You sound a LOT like me, so I think you're an INTJ.


----------



## Incipiency

> However, this does not mean that you are INTJ/INFJ hybrid as you cannot easily flip between TeFi and FeTi in decision making. INTJs have very weak sense of Fe. INFJs have very weak sense of Te. You either use extraverted logic and introverted feeling, or you use introverted logic and extraverted feeling. Determining which is the case for you will lead you to your natural type.


*Sigh* Yes, but this does not help in identifying which one I actually am, and this is not as easy as suggested. I'm equally likely to chose whether I should base my decisions on feeling or thinking depending on the circumstances and nature of the choice. Different situations require different forms of problem solving. I believe for the majority of the time, emotion is one essential consideration when making decisions, and therefore, I usually include it as a factor during my logical weighing -I will see how each option fulfills different criteria-. However, the strength of my emotions makes it confusing, because often they are intense and I have to give them more consideration for the sake of my mental health. 

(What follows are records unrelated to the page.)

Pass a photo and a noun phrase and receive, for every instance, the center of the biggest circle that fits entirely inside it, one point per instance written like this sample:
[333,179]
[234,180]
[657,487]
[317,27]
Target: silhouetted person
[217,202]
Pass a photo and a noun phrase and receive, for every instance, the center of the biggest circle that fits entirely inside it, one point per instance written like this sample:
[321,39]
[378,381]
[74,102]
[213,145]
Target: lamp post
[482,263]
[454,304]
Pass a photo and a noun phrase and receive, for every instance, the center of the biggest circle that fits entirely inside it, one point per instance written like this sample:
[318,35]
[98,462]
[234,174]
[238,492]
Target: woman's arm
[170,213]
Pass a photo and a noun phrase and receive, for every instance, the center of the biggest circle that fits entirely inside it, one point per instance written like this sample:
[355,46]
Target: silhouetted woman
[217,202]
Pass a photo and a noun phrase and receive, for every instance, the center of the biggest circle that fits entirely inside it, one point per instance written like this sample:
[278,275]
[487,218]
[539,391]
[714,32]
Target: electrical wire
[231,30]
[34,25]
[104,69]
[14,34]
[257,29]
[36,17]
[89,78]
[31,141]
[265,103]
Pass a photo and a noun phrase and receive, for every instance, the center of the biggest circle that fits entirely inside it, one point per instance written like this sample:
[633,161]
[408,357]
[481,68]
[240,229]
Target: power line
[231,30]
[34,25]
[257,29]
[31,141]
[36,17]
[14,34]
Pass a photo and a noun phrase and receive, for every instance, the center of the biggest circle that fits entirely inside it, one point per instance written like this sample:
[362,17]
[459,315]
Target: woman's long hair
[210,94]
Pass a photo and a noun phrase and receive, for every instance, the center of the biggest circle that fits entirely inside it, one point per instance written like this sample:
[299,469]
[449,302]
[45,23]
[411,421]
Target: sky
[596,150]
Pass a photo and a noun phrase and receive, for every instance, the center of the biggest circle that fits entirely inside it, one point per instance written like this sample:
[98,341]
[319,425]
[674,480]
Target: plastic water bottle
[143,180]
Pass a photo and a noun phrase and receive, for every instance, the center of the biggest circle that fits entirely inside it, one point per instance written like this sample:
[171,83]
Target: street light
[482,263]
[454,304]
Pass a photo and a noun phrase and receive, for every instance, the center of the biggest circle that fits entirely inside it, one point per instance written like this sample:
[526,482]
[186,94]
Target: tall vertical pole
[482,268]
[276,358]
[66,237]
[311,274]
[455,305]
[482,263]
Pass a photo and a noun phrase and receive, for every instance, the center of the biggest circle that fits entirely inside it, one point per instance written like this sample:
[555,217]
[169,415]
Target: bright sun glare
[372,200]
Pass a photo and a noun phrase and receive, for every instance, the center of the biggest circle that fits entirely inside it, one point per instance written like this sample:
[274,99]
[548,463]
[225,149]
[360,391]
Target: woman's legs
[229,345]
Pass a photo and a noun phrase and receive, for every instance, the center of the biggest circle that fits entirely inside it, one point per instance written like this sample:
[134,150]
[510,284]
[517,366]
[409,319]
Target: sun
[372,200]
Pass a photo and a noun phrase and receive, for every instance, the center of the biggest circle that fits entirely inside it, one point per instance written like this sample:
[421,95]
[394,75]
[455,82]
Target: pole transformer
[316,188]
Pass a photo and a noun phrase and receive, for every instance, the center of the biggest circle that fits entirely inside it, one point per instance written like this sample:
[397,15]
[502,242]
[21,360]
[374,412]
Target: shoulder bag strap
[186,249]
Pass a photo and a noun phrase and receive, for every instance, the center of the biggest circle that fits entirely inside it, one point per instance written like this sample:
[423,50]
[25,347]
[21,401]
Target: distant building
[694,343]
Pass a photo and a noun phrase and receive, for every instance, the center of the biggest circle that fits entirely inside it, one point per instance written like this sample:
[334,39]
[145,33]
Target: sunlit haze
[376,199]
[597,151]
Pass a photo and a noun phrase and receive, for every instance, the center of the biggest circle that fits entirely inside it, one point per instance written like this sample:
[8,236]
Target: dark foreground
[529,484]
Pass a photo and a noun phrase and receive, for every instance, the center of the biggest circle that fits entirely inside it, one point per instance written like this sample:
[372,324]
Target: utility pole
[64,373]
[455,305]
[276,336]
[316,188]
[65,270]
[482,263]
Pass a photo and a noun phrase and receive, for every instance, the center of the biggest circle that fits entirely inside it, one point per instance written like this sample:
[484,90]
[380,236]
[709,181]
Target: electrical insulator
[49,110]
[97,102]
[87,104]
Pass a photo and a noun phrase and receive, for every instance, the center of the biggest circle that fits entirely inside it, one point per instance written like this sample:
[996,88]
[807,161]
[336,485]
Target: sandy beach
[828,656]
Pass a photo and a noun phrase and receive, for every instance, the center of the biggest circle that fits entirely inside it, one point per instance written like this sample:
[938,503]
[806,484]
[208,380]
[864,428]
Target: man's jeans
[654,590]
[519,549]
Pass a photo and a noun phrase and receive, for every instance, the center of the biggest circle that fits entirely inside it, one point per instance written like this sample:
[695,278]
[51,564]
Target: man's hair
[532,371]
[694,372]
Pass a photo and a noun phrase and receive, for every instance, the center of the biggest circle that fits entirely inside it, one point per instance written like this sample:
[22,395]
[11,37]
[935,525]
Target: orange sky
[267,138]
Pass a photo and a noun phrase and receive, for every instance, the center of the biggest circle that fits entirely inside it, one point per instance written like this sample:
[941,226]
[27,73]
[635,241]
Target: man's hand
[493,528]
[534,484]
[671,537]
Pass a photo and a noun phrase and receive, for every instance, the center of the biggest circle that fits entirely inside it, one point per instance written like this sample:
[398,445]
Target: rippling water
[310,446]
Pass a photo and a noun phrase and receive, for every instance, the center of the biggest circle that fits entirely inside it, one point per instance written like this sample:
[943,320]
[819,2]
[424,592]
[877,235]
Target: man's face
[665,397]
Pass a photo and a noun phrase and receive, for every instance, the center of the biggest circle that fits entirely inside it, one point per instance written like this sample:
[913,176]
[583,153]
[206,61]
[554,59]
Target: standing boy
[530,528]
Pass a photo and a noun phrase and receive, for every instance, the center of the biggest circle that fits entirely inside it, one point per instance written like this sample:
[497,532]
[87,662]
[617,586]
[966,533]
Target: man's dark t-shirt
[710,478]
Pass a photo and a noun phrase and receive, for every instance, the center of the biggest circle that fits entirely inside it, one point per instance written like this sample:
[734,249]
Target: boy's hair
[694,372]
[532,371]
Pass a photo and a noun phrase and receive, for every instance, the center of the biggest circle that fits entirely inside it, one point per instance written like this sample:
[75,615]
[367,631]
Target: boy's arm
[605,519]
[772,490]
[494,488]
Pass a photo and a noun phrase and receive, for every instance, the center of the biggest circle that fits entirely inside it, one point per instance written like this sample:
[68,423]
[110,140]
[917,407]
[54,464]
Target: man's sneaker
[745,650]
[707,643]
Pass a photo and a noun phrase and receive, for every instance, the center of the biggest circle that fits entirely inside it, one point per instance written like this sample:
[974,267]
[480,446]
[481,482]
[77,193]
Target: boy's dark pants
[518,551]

I think I shall follow this advice for now:


> Do not give much heed to the types, they are useful but do not take them too seriously or too far. What is more important is knowing who oneself is because we are people and we cannot be put into a box 100% of this type or that. You will learn more by examining who you are and pondering on yourself than you will on the types.


----------



## vel

Incipiency said:


> *Sigh* Yes, but this does not help in identifying which one I actually am, and this is not as easy as suggested. I'm equally likely to chose whether I should base my decisions on feeling or thinking depending on the circumstances and nature of the choice. Different situations require different forms of problem solving. I believe for the majority of the time, emotion is one essential consideration when making decisions, and therefore, I usually include it as a factor during my logical weighing -I will see how each option fulfills different criteria-. However, the strength of my emotions makes it confusing, because often they are intense and I have to give them more consideration for the sake of my mental health.
> 
> I think I shall follow this advice for now:


I hoped that article that I liked about Fi and Ti would help you realize with one you are. For me at least it was very clear that I align my emotions to the outside, that my feelings are objective. I don't really "feel for myself" but things like outside conflict between people really disturbs me. At the same time I see my INTJ father become really disturbed by people doing things he considers illogical by outside standard. For example getting car tickets or not paying bills on time. I theoretically know this stuff is bad to do but it doesn't provoke as strong a reaction in me as it does in him, because he orients by extraverted logic. My logic is introverted that says "screw what's logical by outside standard I will think/do as I please". But I cannot feel as I please. So if you can determine which part of you is aligned with outside world - feeling or thinking - it will help you establish if you are INTJ or INFJ.

May be just reading more about expressions of Te and Fe will help: Function Attitude


----------



## Incipiency

Ahh... thank you. That was enlightening. According to the criteria in this website, I'm definitely not an INFJ.


----------